Historical testing is necessary, but not sufficient. LDRG treats validation as an evidence stack: data integrity, reconstruction, leakage control, sample discipline, regime analysis, multi-market review, live observation, cost assumptions, and ongoing monitoring.

Historical Review

Candidate behavior is tested against reconstructed order-flow data, future outcome labels, session context, and known market conditions.

Out-Of-Sample

Candidate definitions are challenged outside the discovery window so the research does not simply memorize one period of market behavior.

Walk-Forward

Definitions are reviewed through time to identify drift, decay, regime sensitivity, and whether the structure survives changing conditions.

Live Shadow

Promising candidates can be observed live before being treated as production-grade intelligence or exposed as an official API flag.

Multi-Market

When relevant, the same candidate is tested across related global futures and crypto markets to see whether it generalizes, confirms, or remains market-specific.

Failure Cases

The research records where a candidate appeared but did not produce the expected reaction, because boundaries are part of the signature definition.

05 / Signature Governance

A signature is a living research object.

Market microstructure changes. Liquidity varies by season, roll period, volatility regime, participation, event density, and cross-market conditions. LDRG therefore treats every accepted signature as versioned, monitored, and conditional on evidence.

Active

The signature has sufficient validation evidence and can be flagged by approved systems under its defined conditions.

Conditional

The signature remains useful only in specified regimes, sessions, instruments, volatility states, or cross-market contexts.

Degraded

The measured reaction distribution has weakened, drifted, or become too unstable for normal active treatment.

Suspended

The signature remains in the research library, but active public or partner-facing use is paused until evidence supports reactivation.

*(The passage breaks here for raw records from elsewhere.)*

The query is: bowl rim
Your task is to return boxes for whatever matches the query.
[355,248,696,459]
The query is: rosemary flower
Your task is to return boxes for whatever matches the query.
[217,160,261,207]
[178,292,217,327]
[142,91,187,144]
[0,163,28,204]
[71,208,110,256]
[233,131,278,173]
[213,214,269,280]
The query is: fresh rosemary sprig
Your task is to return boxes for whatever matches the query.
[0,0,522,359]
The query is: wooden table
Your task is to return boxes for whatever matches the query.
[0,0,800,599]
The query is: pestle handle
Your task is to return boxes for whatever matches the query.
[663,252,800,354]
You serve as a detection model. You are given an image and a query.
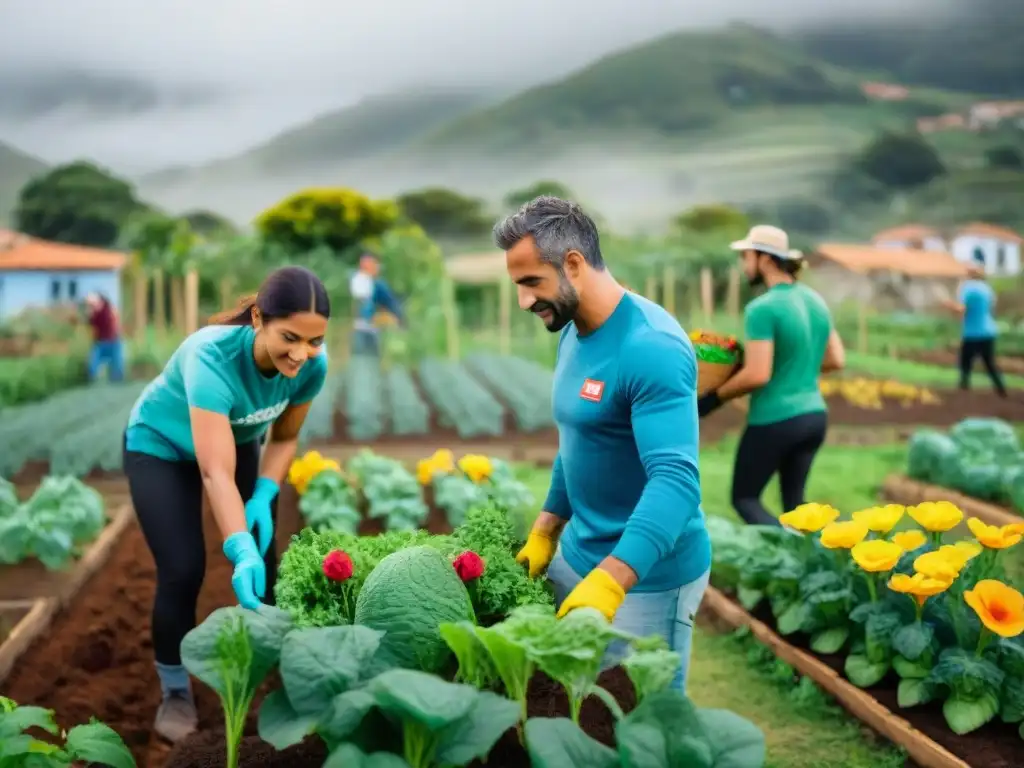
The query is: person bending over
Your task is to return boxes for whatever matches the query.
[495,197,711,690]
[697,225,846,525]
[124,266,331,741]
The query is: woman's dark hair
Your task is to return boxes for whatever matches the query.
[210,266,331,326]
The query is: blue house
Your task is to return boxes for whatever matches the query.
[0,229,128,322]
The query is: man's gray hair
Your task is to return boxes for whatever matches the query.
[495,196,604,269]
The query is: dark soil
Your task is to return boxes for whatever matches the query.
[165,668,636,768]
[724,602,1024,768]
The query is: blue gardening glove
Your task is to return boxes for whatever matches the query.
[246,477,279,555]
[224,531,266,610]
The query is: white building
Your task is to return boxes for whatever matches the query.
[871,222,1024,278]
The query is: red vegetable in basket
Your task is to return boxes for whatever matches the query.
[452,552,483,582]
[324,549,352,582]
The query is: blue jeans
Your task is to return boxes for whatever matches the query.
[89,339,125,381]
[548,547,711,692]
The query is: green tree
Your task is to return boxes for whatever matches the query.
[854,133,946,189]
[503,180,579,208]
[396,186,493,238]
[14,162,148,248]
[256,187,399,254]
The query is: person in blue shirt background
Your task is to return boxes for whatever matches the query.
[495,197,711,690]
[945,264,1007,397]
[124,266,331,741]
[349,253,404,355]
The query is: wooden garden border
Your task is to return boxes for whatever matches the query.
[700,587,971,768]
[0,504,135,683]
[882,475,1024,525]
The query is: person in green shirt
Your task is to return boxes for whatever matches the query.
[697,225,846,525]
[124,266,331,741]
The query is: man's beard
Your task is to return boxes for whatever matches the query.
[529,274,580,334]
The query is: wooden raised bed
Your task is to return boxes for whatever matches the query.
[882,475,1024,525]
[0,504,135,683]
[700,587,971,768]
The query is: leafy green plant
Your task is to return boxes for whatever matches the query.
[181,605,292,768]
[0,696,135,768]
[0,475,106,569]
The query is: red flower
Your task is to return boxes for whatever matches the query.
[452,552,483,582]
[324,549,352,582]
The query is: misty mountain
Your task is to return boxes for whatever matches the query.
[0,69,220,122]
[0,142,46,224]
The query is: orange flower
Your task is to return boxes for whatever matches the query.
[964,579,1024,637]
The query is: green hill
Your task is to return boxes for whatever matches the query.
[0,142,46,224]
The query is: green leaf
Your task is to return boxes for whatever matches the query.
[893,653,932,680]
[257,688,319,750]
[525,718,618,768]
[775,600,808,635]
[942,692,999,736]
[615,690,715,768]
[896,678,938,710]
[892,622,935,662]
[736,585,765,610]
[844,653,889,688]
[281,625,384,716]
[0,707,60,741]
[65,720,135,768]
[697,710,766,768]
[811,627,850,653]
[434,688,519,765]
[324,744,410,768]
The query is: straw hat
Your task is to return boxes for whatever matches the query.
[729,224,801,261]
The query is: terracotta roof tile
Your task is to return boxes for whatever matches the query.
[814,243,967,278]
[0,237,128,271]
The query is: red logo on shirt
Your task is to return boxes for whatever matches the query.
[580,379,604,402]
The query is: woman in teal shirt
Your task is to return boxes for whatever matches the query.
[124,266,331,741]
[945,264,1007,397]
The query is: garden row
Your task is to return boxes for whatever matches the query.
[706,502,1024,768]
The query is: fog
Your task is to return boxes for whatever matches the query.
[0,0,952,171]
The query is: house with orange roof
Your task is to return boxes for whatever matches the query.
[871,221,1024,276]
[0,229,128,321]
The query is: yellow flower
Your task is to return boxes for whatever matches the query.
[907,502,964,534]
[853,504,906,534]
[778,504,839,534]
[913,550,966,582]
[964,579,1024,637]
[967,517,1024,549]
[889,573,952,605]
[821,520,867,549]
[850,539,903,573]
[892,528,928,552]
[939,542,981,568]
[459,454,492,482]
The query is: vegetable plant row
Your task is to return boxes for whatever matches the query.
[0,475,106,569]
[907,419,1024,513]
[0,382,143,478]
[289,450,534,534]
[709,502,1024,749]
[178,495,765,768]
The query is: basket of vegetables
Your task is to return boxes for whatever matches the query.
[690,331,743,395]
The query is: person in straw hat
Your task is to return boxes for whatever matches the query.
[697,224,845,525]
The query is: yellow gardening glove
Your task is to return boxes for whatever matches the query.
[558,568,626,622]
[515,531,555,579]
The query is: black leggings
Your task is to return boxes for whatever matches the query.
[959,339,1007,397]
[732,412,828,525]
[124,441,278,665]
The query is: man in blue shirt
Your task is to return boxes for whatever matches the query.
[946,264,1007,397]
[495,197,711,690]
[348,253,403,355]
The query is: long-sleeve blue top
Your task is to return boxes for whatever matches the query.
[544,293,711,592]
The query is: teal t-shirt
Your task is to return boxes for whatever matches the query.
[126,326,327,461]
[743,283,833,425]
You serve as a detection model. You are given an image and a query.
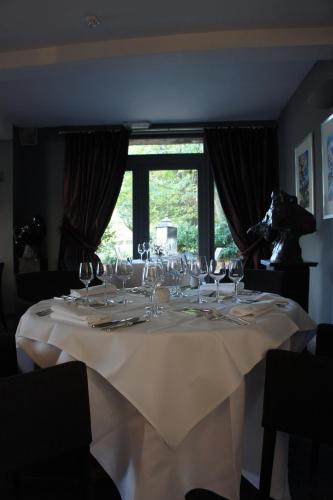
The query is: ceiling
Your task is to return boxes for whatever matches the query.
[0,0,333,134]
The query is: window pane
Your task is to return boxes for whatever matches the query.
[128,139,203,155]
[149,170,198,253]
[97,171,133,261]
[214,186,239,259]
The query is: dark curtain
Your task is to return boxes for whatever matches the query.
[59,130,129,270]
[205,127,278,268]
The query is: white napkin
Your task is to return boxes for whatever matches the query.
[50,302,111,326]
[201,281,244,296]
[70,285,117,297]
[229,298,288,318]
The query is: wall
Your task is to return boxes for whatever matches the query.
[14,129,65,270]
[0,140,15,314]
[279,61,333,323]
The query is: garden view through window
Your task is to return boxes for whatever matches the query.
[97,139,239,261]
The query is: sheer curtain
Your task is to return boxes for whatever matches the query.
[59,130,129,270]
[205,127,278,268]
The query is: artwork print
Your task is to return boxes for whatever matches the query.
[295,134,314,214]
[321,115,333,219]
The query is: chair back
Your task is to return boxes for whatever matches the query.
[15,271,83,303]
[0,332,18,377]
[316,323,333,356]
[262,350,333,444]
[0,262,7,330]
[244,267,309,311]
[0,361,92,471]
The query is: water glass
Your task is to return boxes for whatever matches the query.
[229,259,244,301]
[209,258,227,302]
[142,260,164,317]
[189,255,208,303]
[115,258,133,304]
[79,262,94,304]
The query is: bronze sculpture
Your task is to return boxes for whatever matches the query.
[248,190,316,264]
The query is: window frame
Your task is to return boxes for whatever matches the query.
[126,153,214,259]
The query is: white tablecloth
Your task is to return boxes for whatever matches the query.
[17,292,315,500]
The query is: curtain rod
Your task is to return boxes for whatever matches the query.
[58,120,277,135]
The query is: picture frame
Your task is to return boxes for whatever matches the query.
[321,114,333,219]
[295,132,314,214]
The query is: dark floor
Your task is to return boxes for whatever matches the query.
[0,317,333,500]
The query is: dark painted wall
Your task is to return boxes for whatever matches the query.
[279,62,333,322]
[14,129,65,270]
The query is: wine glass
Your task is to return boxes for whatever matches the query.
[209,256,227,302]
[229,259,244,301]
[142,260,164,316]
[96,261,113,305]
[189,255,208,303]
[79,262,94,304]
[138,243,146,261]
[168,255,186,297]
[115,258,134,304]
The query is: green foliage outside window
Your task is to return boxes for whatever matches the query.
[97,143,239,260]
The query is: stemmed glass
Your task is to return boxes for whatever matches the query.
[79,262,94,304]
[168,255,186,297]
[189,255,208,303]
[209,256,227,302]
[115,258,133,304]
[143,240,153,260]
[229,259,244,301]
[138,243,146,261]
[96,261,113,305]
[142,260,164,316]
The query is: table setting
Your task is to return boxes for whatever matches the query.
[16,256,315,500]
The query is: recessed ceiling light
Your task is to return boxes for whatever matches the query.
[84,16,101,28]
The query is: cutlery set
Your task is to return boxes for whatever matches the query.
[181,307,250,326]
[90,316,146,332]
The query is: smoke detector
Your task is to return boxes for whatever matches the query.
[84,16,101,28]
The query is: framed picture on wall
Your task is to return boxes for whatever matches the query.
[321,115,333,219]
[295,133,314,214]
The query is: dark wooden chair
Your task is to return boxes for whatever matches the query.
[185,488,228,500]
[0,361,92,499]
[0,262,8,331]
[0,332,18,377]
[316,323,333,356]
[244,269,308,311]
[259,350,333,499]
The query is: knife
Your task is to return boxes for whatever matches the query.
[101,318,146,332]
[89,316,140,328]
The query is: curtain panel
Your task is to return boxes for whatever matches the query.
[205,127,278,268]
[59,129,129,270]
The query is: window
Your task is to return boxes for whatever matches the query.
[98,138,238,259]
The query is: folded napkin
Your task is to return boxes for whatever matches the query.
[70,285,117,297]
[50,302,111,326]
[229,298,288,318]
[201,281,244,296]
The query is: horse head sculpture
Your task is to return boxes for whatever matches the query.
[248,190,316,264]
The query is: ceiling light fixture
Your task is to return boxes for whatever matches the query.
[84,16,101,28]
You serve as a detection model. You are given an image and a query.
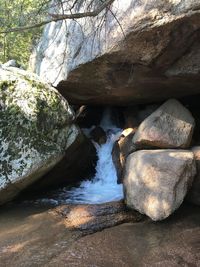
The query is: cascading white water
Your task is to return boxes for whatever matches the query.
[33,110,123,204]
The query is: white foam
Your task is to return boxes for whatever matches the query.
[32,110,123,204]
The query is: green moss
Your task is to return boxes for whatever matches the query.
[0,67,73,180]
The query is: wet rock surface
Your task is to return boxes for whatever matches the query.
[112,128,136,184]
[0,204,200,267]
[52,201,145,235]
[0,67,79,205]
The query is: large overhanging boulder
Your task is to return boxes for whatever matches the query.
[0,67,94,204]
[30,0,200,105]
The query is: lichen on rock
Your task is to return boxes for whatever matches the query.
[0,68,78,204]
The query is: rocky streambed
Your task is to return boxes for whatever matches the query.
[0,204,200,267]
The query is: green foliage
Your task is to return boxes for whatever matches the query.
[0,0,50,67]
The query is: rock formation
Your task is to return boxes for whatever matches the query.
[188,146,200,205]
[0,67,96,204]
[123,150,196,221]
[30,0,200,105]
[133,99,195,148]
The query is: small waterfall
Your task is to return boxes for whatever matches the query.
[33,109,123,204]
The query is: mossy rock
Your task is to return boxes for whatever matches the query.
[0,67,79,204]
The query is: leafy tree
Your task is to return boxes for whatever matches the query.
[0,0,114,67]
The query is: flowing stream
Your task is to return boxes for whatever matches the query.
[33,109,123,205]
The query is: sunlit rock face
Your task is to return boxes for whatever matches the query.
[133,99,195,148]
[0,67,79,204]
[123,150,196,221]
[30,0,200,105]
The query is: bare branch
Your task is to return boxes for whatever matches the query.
[0,0,114,34]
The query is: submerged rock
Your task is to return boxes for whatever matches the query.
[52,201,144,235]
[133,99,195,148]
[188,146,200,205]
[90,126,107,145]
[31,0,200,106]
[112,128,136,184]
[0,67,79,204]
[123,150,196,221]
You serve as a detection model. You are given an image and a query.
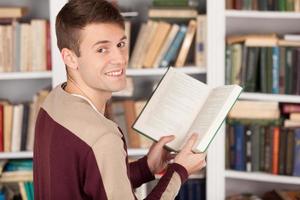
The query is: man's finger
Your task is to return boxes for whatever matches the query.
[182,133,198,151]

If a signature stops working, LDRG does not erase it. The research asks whether the change is temporary, seasonal, event-related, liquidity-regime dependent, market-specific, or evidence of permanent decay. A suspended signature may later return to reactivation watch if the behavior reappears under identifiable conditions.

06 / Translation To Systems

Research becomes intelligence only after evidence justifies it.

Validated research can be packaged into ORLOS for detection, classification, scoring, and probability-based interpretation. It can later support approved API or SDK access, professional research tools, and controlled terminal workflows such as OFTT.

The objective is not to publish trade calls. The objective is to identify which market states deserve to be measured, tested, monitored, and, only after sufficient evidence, converted into structured liquidity intelligence.